遺伝的に健康な人は乳がんになりにくいのか 乳がんと有酸素運動能力の関連性は
有酸素運動能力は、細胞内の働きに作用して乳がんのリスクを大幅に減らすようだ。
最新の研究で、雌のラットに発がん性物質を投与したところ、健康レベルの高いラットはほかのラットよりもがんを発症する傾向がはるかに低いことがわかった。それらのラットは運動をしなかったにもかかわらずだ。
この発見は、健康レベルと運動、悪性腫瘍との関係を明らかにするうえで、期待の持てる手掛かりを与えるものだ。
運動をすればするほど健康になるのは正しくもあり…
心臓血管の健康、つまり酸素とエネルギーを筋肉に送る力は、熱心な運動によって築かれ、運動をすればするほど健康になると大半の人が思っているだろう。しかしそれは正しくもあり、間違いでもある。
複数の研究によると、私たちの有酸素運動能力の大部分、おそらく半分ほどは、遺伝的なものだ。遺伝的な健康のレベルは、家系によっても個人によっても大きく異なる。活動せずに体重が増加すれば健康レベルは下がるだろうが、運動によってそのレベルを高めることはできる。しかし、個人のベースとなる遺伝的な健康のレベルは生まれながらのものだ。
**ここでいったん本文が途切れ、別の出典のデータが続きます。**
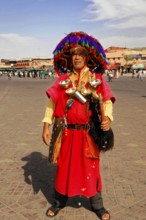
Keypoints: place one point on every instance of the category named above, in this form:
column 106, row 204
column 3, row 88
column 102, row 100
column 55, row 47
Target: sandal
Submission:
column 53, row 211
column 102, row 214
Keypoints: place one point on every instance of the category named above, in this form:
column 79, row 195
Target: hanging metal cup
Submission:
column 65, row 83
column 80, row 97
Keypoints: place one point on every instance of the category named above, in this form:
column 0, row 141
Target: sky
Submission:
column 33, row 28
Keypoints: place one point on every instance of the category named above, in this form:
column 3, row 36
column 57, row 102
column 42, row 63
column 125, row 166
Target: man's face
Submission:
column 79, row 61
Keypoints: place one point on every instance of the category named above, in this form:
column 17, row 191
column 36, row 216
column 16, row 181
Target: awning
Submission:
column 138, row 66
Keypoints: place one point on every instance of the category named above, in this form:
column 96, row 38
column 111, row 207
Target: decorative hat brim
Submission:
column 62, row 58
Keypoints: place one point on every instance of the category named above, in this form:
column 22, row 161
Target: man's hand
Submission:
column 106, row 124
column 46, row 135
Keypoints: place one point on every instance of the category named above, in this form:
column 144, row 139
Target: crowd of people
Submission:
column 42, row 74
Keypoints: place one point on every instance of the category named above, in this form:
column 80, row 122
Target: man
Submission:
column 78, row 171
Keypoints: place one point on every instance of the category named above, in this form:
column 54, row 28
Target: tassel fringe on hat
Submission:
column 96, row 55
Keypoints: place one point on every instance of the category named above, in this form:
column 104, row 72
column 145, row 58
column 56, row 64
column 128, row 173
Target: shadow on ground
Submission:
column 39, row 173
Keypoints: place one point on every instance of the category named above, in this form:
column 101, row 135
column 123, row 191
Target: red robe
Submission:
column 77, row 174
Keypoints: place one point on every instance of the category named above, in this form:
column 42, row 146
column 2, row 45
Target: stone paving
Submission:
column 26, row 179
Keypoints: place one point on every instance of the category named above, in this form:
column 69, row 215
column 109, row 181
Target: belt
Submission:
column 77, row 126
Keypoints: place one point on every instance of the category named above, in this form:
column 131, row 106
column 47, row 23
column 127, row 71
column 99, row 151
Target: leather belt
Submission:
column 77, row 126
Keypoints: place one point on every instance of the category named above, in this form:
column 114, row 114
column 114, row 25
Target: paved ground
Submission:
column 26, row 180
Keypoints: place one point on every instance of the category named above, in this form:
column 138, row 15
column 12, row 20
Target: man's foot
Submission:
column 53, row 211
column 102, row 214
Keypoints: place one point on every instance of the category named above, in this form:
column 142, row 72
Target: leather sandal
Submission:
column 53, row 211
column 102, row 214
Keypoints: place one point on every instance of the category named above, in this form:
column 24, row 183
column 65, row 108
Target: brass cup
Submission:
column 65, row 83
column 70, row 91
column 95, row 82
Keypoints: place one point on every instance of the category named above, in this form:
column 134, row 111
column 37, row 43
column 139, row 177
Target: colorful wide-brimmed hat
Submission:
column 62, row 57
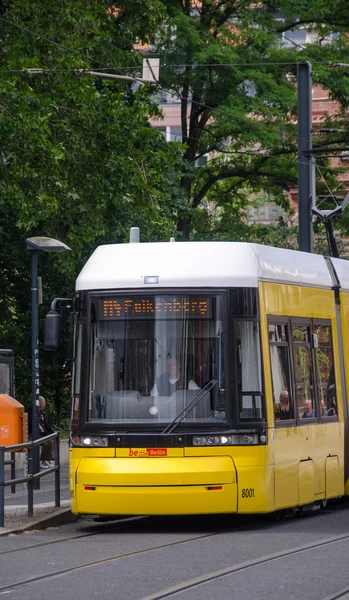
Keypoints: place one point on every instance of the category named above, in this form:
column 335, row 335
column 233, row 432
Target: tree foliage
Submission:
column 79, row 160
column 236, row 82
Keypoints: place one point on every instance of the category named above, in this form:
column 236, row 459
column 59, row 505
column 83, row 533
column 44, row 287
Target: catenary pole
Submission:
column 305, row 177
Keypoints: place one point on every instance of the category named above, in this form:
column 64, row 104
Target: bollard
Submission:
column 13, row 472
column 30, row 483
column 57, row 474
column 2, row 486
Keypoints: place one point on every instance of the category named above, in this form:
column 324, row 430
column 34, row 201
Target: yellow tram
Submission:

ここ数年、科学者たちは私たちの先天的な健康レベルが全般的な健康にどう影響し、またそれはなぜかについて関心を寄せている。健康レベルの高い人は、多くの種類のがんを含むさまざまな疾患のリスクが低いことが種々の研究で示されている。しかし、そのリスクの低さは日常的な運動に起因するのか、遺伝的に幸運だからなのか、もしくはその両方なのかは明らかになっていない。
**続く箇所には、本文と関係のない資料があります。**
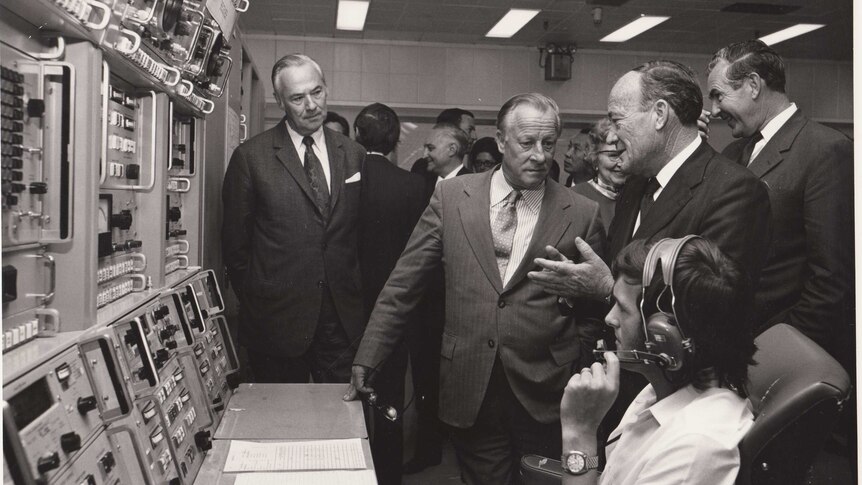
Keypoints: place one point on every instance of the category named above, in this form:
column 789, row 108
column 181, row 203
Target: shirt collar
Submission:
column 666, row 172
column 296, row 138
column 500, row 189
column 776, row 123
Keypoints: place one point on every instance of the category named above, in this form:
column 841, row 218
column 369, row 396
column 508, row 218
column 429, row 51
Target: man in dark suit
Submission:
column 506, row 351
column 462, row 119
column 392, row 201
column 808, row 168
column 444, row 152
column 678, row 185
column 290, row 236
column 575, row 163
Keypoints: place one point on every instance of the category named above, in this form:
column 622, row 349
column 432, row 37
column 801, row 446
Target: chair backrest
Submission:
column 796, row 390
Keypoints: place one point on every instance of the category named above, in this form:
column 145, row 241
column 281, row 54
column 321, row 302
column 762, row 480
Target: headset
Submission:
column 665, row 340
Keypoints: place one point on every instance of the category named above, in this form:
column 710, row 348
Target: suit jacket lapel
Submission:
column 336, row 169
column 475, row 213
column 286, row 154
column 677, row 193
column 625, row 215
column 770, row 156
column 552, row 223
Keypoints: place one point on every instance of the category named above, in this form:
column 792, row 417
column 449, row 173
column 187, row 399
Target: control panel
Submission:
column 171, row 416
column 54, row 410
column 207, row 336
column 36, row 112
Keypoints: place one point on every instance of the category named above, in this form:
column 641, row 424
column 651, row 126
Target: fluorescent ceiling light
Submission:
column 789, row 33
column 351, row 14
column 514, row 20
column 633, row 29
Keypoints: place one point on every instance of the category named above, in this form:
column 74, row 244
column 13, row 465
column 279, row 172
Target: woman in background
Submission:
column 607, row 179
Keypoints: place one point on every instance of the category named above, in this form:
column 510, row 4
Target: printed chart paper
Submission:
column 247, row 456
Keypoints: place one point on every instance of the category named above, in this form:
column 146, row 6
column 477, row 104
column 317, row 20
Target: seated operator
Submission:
column 685, row 425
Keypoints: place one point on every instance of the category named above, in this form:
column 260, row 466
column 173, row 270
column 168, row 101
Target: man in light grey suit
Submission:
column 506, row 351
column 290, row 236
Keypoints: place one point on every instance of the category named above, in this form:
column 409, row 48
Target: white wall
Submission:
column 419, row 79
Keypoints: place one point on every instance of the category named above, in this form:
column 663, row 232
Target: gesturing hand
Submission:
column 588, row 396
column 358, row 383
column 562, row 277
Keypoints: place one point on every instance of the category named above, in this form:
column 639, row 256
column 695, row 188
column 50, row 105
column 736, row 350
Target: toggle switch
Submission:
column 70, row 442
column 35, row 108
column 48, row 462
column 123, row 220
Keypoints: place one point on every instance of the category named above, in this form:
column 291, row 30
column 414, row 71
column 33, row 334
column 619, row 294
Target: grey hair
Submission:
column 295, row 60
column 536, row 100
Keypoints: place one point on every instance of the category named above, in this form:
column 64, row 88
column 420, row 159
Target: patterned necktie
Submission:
column 745, row 159
column 647, row 200
column 314, row 172
column 503, row 231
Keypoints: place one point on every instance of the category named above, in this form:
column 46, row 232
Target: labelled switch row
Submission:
column 144, row 61
column 13, row 138
column 131, row 171
column 114, row 270
column 80, row 9
column 176, row 249
column 122, row 144
column 20, row 334
column 13, row 126
column 114, row 292
column 118, row 96
column 115, row 118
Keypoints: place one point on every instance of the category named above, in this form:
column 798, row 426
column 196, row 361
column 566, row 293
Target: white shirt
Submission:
column 667, row 172
column 771, row 129
column 319, row 150
column 450, row 175
column 527, row 208
column 689, row 437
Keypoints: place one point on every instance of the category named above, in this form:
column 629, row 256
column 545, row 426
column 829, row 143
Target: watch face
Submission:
column 575, row 462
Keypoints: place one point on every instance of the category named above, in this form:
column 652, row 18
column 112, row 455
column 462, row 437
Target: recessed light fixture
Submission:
column 633, row 29
column 789, row 33
column 514, row 20
column 351, row 14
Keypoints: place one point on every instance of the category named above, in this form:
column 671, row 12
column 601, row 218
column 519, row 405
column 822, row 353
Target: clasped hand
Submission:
column 359, row 383
column 588, row 396
column 563, row 277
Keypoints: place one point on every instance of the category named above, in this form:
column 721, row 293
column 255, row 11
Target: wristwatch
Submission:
column 578, row 463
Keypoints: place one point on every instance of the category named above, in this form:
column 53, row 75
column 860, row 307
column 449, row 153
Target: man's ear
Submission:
column 662, row 112
column 499, row 138
column 755, row 84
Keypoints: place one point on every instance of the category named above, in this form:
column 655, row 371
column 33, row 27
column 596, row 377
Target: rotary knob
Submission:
column 86, row 404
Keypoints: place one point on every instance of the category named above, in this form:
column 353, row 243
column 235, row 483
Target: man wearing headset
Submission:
column 682, row 319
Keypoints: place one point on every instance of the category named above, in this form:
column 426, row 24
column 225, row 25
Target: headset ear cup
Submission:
column 663, row 338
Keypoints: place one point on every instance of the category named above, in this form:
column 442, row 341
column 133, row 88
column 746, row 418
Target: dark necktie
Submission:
column 503, row 231
column 745, row 158
column 647, row 200
column 316, row 178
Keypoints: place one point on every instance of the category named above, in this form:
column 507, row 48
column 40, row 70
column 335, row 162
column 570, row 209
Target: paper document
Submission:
column 248, row 456
column 335, row 477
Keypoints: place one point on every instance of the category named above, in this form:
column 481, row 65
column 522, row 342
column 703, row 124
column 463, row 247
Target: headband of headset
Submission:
column 663, row 255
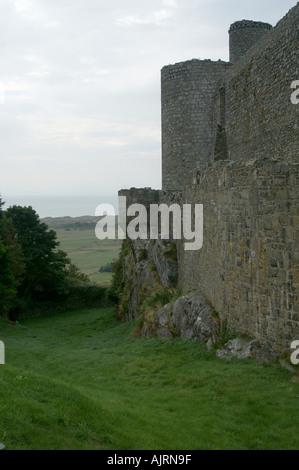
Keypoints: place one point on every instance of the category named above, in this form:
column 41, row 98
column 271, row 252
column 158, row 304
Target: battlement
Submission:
column 243, row 35
column 230, row 142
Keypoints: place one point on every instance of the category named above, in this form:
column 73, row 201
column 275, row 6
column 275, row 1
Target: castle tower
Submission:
column 187, row 96
column 243, row 35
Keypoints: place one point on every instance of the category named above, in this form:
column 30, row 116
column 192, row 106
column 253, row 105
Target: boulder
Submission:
column 243, row 349
column 193, row 318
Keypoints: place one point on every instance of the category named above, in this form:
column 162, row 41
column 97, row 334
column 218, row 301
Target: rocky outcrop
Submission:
column 193, row 317
column 243, row 349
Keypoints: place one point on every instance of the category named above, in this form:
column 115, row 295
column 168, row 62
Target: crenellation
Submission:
column 230, row 142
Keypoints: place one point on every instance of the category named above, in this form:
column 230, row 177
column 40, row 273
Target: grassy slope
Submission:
column 82, row 381
column 88, row 252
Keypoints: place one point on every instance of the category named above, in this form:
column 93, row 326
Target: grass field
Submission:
column 81, row 380
column 89, row 253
学術誌『カルシノジェネシス』7月号に掲載された新研究では、コロラド州立大学、ニューヨーク市のメモリアル・スローン・ケタリングがんセンター、ミシガン大学の研究者らが特に乳がんについて調査した。疫学的研究では、肉体的な健康は乳がんのリスクの低さと関連があるとされているが、その理由はわかっていない。